Kıyama durdu millet; karanlıktı, mum yandı
Taştı Büyük Menderes, uyuyan dev uyandı
Baş koltukta yürüyüp engelleri aştı o!...
Taht kurdu gönüllere, yüreklerden taştı o!...
Mazlumların hâmisi, yola çıktı kuşlukta
Gönül kristalleri tuz buz oldu boşlukta
Söz milletindir deyip başladı heyecanla
Satılmışlara karşı, bedel ödedi canla
Perçin vuruldu suya, yine aktı Menderes!...
Zulmeti boğan ışık, bir şafaktı Menderes!...
Ecnebi, soğuk bir el; dolaştı saçlarında
Gözyaşı dile geldi kirpiğin uçlarında
Zalimlerin gözünü bir öfkedir bürüdü
Zeybek, darağacına metanetle yürüdü
Yüzsüz palikaryalar kudurdu nefretinden
Zeybek bir seher vakti içti aşk şerbetinden
Çakalların ininde zeybek dara çekildi
Kabuk bağlayamayan yaraya tuz ekildi
Ar damarı çatladı, urganın gölgesinde
Güneş hicapla battı zeybeğin ülkesinde
Yiğit süvarisini düşürdü hırçın atlar
Cinnet nöbetlerinde söndü nice hayatlar
Sırtında taşıdığı(n) yükü(n) kurşundan ağır
Vicdanlar (s)ağırlaşmış, bağır ha babam bağır!...

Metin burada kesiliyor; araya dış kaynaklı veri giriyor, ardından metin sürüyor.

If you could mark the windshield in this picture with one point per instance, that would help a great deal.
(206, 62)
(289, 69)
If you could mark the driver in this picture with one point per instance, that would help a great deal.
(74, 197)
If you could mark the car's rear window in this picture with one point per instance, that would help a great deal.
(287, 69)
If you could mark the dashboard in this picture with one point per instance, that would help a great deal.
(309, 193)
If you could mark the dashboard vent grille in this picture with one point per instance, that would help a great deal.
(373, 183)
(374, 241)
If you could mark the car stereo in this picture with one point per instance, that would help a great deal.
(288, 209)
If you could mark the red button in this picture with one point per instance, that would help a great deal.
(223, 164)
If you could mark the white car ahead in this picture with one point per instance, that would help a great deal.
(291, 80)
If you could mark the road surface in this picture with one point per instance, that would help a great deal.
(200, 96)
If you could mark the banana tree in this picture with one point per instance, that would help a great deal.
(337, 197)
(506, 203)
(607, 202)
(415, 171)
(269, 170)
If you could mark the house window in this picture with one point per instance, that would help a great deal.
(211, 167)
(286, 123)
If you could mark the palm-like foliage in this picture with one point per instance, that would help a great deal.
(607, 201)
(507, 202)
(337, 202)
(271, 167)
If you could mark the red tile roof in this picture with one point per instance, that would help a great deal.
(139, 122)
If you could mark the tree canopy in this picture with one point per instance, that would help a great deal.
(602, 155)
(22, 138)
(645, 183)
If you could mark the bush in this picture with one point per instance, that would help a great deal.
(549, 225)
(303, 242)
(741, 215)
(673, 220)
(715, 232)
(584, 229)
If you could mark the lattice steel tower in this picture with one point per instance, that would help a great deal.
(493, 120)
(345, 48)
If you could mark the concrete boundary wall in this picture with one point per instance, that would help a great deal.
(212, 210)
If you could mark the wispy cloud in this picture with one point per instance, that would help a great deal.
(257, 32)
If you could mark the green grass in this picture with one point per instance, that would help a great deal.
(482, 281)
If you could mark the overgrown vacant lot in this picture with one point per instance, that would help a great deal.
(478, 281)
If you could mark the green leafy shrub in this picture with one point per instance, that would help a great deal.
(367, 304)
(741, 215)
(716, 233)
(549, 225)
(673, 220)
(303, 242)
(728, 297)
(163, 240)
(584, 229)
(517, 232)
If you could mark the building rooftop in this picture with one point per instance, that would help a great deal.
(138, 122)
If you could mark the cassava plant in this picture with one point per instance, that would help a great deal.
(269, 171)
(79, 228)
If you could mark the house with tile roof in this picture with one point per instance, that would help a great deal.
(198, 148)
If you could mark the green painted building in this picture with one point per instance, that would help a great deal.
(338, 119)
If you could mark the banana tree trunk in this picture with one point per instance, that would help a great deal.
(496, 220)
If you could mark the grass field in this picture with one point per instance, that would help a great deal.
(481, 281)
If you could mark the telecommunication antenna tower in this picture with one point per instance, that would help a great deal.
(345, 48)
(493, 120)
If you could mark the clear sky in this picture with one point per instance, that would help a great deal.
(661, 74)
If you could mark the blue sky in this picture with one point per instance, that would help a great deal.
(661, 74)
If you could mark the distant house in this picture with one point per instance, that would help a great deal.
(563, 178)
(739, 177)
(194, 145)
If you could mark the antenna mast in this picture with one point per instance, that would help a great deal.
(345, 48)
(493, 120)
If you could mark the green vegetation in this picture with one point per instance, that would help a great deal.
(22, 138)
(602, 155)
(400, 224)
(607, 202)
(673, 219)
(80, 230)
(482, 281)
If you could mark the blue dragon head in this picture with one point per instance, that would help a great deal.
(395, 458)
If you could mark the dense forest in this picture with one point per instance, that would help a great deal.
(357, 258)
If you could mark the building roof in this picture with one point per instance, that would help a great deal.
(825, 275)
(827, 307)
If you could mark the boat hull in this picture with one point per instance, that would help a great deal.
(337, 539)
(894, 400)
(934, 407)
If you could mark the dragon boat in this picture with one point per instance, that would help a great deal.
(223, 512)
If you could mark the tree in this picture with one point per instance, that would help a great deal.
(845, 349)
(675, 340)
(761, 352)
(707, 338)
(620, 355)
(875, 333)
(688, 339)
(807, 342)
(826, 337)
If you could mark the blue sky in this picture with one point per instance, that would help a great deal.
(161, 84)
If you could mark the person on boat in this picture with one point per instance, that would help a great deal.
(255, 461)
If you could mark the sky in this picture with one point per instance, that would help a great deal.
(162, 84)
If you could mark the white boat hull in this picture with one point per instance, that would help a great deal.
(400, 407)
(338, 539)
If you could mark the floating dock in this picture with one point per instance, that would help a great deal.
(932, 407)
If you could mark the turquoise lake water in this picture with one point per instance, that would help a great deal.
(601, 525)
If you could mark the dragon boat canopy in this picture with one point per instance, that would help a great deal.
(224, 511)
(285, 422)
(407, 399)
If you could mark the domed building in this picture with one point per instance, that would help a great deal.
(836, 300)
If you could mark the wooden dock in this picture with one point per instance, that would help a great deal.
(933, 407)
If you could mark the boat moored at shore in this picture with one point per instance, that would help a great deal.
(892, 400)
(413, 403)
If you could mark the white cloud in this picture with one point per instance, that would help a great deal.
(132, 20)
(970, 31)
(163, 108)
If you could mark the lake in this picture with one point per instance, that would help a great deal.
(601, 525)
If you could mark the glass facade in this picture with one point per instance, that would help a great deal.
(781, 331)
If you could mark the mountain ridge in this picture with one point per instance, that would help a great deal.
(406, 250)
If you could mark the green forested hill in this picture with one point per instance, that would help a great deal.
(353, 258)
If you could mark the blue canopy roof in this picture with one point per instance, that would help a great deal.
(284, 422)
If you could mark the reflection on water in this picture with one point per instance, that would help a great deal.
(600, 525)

Yurda kara bulutlar çöktü bir akşamüstü
Yağmur kurşun misali, döktü bir akşamüstü
Halka hizmet etmenin ceremesi idamdı
Yalnız yaşarken değil, ölürken de adamdı
Zeybek yakıvermişti umudun çerağını
Mesken etti kendine sonsuzluk durağını
Güneş yüzü görmemiş hayaller harap oldu
Nefretin yangınında canevi türap oldu
Ay küstü karanlığa, bulut gözyaşı döktü
Efkâr kalbin katığı, yüreğe hüzün çöktü
Zeybeğin arkasından dağlar ağladı heyhat!...
Gözü yaşlı analar, çağlar ağladı heyhat!...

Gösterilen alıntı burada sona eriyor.